Professional regulatory issues are not consistently understood and therefore interpreted. This leads to inconsistencies in workforce models and de facto barriers to integration. Further work on a standard multi-sectoral and multi-professional scheme of delegation will be required to enable better integration of cross-sectoral workforce and adoption of standard workforce practices.

4.4   Whether there are there particular issues in some geographic areas, rural or urban

areas, or areas of deprivation for example.

Having stated that there is a pressing need to create an integrated workforce with a broad range of multi-professional skills particularly at career framework 2 - 4 there will also be a requirement for highly specialised workforce with expert knowledge bases and skill sets. There are particular therapies and healthcare science skills gaps such as MRI expertise which need to be addressed on a national networked level rather than by an individual healthcare organisations. Also many highly specialist workforce groups face acute recruitment, training and retention issues when managing risks associated with an aging workforce.

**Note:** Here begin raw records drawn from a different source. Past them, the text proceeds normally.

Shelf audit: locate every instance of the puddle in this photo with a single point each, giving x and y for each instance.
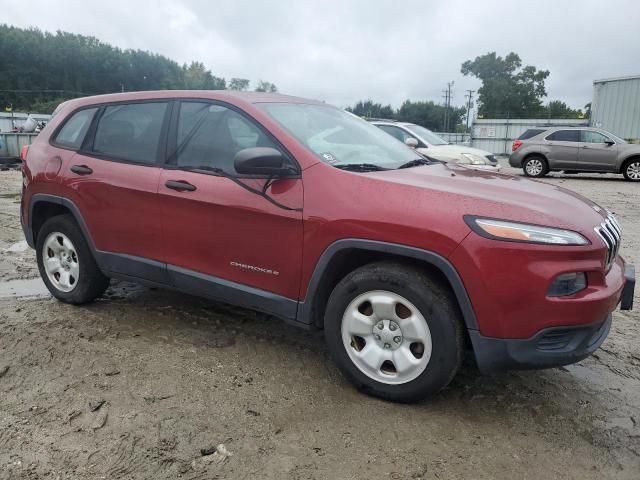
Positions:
(29, 288)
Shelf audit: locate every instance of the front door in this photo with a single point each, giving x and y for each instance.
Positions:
(218, 236)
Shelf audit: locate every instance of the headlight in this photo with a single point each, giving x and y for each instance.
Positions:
(471, 159)
(522, 232)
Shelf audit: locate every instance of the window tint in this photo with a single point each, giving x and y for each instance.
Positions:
(72, 133)
(532, 132)
(395, 132)
(211, 135)
(589, 136)
(131, 132)
(565, 136)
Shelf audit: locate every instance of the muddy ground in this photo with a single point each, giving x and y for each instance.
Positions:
(137, 383)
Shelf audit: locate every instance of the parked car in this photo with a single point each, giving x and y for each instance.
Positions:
(539, 151)
(310, 214)
(428, 143)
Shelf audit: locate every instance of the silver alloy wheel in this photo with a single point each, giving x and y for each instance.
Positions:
(386, 337)
(534, 167)
(60, 261)
(633, 170)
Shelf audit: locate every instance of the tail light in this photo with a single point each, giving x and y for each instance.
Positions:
(516, 145)
(23, 152)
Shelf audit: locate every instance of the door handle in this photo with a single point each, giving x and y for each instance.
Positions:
(180, 185)
(81, 170)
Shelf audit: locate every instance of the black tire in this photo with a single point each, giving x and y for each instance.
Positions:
(537, 160)
(437, 306)
(91, 282)
(626, 169)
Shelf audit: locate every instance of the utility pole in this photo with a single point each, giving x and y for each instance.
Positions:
(447, 104)
(469, 96)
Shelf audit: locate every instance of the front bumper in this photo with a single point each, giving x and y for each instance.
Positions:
(550, 347)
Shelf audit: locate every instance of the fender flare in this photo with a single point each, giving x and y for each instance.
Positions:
(65, 202)
(436, 260)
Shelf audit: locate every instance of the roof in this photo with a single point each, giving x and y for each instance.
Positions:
(617, 79)
(248, 97)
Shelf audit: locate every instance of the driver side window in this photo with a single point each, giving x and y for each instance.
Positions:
(209, 136)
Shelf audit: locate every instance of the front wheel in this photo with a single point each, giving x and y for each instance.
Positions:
(631, 170)
(66, 263)
(535, 167)
(394, 332)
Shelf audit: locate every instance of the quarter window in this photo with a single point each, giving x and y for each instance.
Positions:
(565, 136)
(131, 132)
(589, 136)
(209, 136)
(72, 134)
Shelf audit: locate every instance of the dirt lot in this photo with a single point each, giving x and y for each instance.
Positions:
(179, 374)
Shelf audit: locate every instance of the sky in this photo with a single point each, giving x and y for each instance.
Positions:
(344, 51)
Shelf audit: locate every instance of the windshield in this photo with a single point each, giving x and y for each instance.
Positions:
(426, 136)
(338, 137)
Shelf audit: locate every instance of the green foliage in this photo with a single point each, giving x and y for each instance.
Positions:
(428, 114)
(369, 109)
(508, 89)
(240, 84)
(266, 87)
(41, 69)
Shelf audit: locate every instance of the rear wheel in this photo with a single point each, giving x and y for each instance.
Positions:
(631, 170)
(535, 166)
(394, 332)
(66, 263)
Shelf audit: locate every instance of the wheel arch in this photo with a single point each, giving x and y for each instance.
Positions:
(344, 256)
(626, 161)
(44, 206)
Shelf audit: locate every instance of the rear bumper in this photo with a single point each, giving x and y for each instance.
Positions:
(551, 347)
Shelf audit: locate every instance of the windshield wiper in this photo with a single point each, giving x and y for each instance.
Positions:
(417, 162)
(361, 167)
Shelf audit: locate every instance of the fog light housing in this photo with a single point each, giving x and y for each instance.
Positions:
(567, 284)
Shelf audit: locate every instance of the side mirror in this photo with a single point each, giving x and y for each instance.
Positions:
(411, 142)
(260, 161)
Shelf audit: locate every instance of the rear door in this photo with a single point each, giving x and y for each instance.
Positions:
(596, 155)
(216, 231)
(563, 148)
(113, 180)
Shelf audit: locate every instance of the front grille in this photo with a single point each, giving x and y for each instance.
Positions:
(610, 233)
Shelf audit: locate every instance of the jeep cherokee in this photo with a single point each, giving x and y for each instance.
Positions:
(303, 211)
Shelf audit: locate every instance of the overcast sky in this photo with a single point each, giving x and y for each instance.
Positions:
(343, 51)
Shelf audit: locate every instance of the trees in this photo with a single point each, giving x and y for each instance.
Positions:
(41, 69)
(508, 89)
(369, 109)
(240, 84)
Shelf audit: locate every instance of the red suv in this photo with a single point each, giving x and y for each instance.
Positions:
(308, 213)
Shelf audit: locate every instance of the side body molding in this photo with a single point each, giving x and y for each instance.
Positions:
(434, 259)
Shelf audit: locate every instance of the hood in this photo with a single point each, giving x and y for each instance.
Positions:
(452, 152)
(495, 195)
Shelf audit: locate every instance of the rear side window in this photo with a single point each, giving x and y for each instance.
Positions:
(71, 135)
(131, 132)
(565, 136)
(532, 132)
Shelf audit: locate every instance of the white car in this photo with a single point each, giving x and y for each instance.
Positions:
(428, 143)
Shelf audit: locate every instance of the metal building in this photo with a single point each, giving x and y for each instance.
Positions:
(616, 106)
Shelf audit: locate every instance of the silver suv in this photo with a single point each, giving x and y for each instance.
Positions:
(574, 150)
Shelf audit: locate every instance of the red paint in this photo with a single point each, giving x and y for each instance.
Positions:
(129, 209)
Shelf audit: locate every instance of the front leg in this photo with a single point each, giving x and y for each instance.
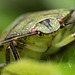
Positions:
(14, 53)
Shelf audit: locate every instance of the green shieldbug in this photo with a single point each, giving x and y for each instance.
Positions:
(39, 34)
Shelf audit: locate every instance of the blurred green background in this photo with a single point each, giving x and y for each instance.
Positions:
(10, 9)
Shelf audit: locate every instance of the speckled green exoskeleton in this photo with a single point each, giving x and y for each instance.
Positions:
(39, 34)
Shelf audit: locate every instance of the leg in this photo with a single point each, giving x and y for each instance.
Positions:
(66, 40)
(8, 55)
(14, 52)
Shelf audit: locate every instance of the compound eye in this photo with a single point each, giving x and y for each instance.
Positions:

A greater focus on intermediate care and the potential this offers at undergraduate level would probably be helpful. All therapy staff should have a community clinical placement at undergraduate level. 

We need to work harder to raise the profile of the support workers and to make it a career of choice and alternative to nursing for some of the students at our local schools/colleges undertaking Diplomas in health and social care who don’t wish to pursue the professional route. Apprenticeships appear to provide an ideal opportunity to recruit and develop a local workforce in some of the most deprived areas in Wales.